Тут важна цель — для дальнейшей перепродажи. Из того, что мы видим и фиксируем, это примерно один процент потока.
Допустим, если я заказываю в интернет-магазине 20 пар кроссовок, понятно, что этим объемом я могу себе торговую точку обеспечить. Если вдруг таможня задержала посылку, как доказать, что я заказал товар лично для себя?
Руслан Давыдов: Есть правила определения товаров для личного пользования. К таким отнесены товары, предназначенные для личных, семейных, домашних и иных нужд физических лиц, не связанных с осуществлением предпринимательской деятельности. Ваш пример — 20 пар кроссовок — это товарная партия.
А где грань, где заканчиваются личные нужды и начинается товарная партия?
Руслан Давыдов: Товарная партия — это однородные товары в количестве, превышающем объективно необходимые потребности. Если человек заказывает сразу 20 пар кроссовок, то у него будет, во-первых, товарная партия, а во-вторых, у него будет точно превышение по стоимости. Эти люди хотят «обойти» платежи, поэтому они делают по-другому — например, занижают стоимость товара или дробят товарные партии.
Таможенные органы внедряют в отношения с бизнесом процедуры таможенного мониторинга и аудита. Какая цель этих процедур и когда они заработают?
Руслан Давыдов: Таможенный мониторинг — это, по сути, переход на основании модели «цифрового двойника» от ситуации, когда для получения дополнительной информации в отношении компании необходимо проводить таможенную проверку, к системе, когда компании сами предоставляют нам удаленный доступ к своим системам учета. Такой мониторинг проходит независимо и незаметно для компаний, в длящемся режиме, это уже клиентоцентричный подход, необременительный для бизнеса.

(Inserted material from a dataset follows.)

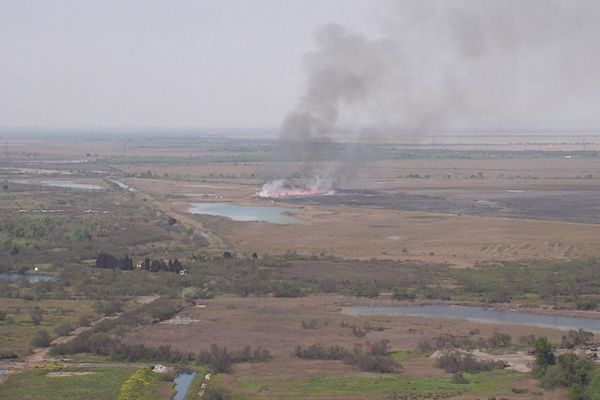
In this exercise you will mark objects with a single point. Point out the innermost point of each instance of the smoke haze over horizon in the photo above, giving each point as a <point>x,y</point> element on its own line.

Его мы рассматриваем как дополнительный инструмент, который в перспективе позволит учитывать накапливаемые данные в случае необходимости подтверждения предоставляемых при таможенном контроле упрощений на основе детального анализа внешнеторговых операций участников внешнеэкономической деятельности (ВЭД).

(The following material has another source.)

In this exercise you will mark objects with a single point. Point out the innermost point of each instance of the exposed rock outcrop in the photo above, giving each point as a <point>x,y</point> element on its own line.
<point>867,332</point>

Эти технологии позволят снизить административную нагрузку на бизнес и, на наш взгляд, поспособствуют увеличению количества добросовестных участников ВЭД.
Как цифровизация и внедрение элементов искусственного интеллекта в работу таможни отразились на бизнесе?

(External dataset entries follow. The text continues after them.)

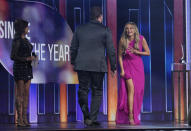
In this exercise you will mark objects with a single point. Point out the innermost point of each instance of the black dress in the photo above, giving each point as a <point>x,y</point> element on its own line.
<point>21,49</point>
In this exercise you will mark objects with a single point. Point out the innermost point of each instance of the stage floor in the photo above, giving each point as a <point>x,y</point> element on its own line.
<point>148,126</point>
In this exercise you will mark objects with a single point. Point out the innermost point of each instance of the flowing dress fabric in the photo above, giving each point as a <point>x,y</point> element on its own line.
<point>134,69</point>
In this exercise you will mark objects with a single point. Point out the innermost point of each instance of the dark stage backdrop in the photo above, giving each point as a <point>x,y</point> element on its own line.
<point>155,21</point>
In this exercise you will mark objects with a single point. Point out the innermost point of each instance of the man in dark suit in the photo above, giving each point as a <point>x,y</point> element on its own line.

Руслан Давыдов: В основном бизнес нас поддерживает. Например, с 2016 года мы активно внедряем автоматический выпуск деклараций на товары. Если в прошлом году мы выпустили автоматически 1 миллион 88 тысяч деклараций за весь год, то в этом году за первое полугодие — уже почти 700 тысяч. Это эквивалентно работе около 1000 таможенных инспекторов в течение года.
То есть автоматизация дает скорость и удобство для добросовестных предпринимателей. В то же время с развитием риск-ориентированного подхода на основе автоматизированных систем, интеграции данных на этапах до и после выпуска товаров повысилась эффективность таможенного контроля и нарушителям стало работать сложнее. На одной декларации систему управления рисками обмануть можно, а на периоде — очень сложно. Кроме того что мы отслеживаем деятельность участников ВЭД на протяжении длительного периода времени через специально созданные аналитические системы, мы любую декларацию можем поднять из архива, посмотреть, что делал инспектор и декларант. До сотых долей секунды все фиксируется. Плюс еще возможность проведения контроля после выпуска товаров, о котором сегодня говорили.
Для меня очень четкий критерий: если кто-то от имени бизнеса выступает против наших реформ и цифровизации, значит мы им помешали что-то прятать.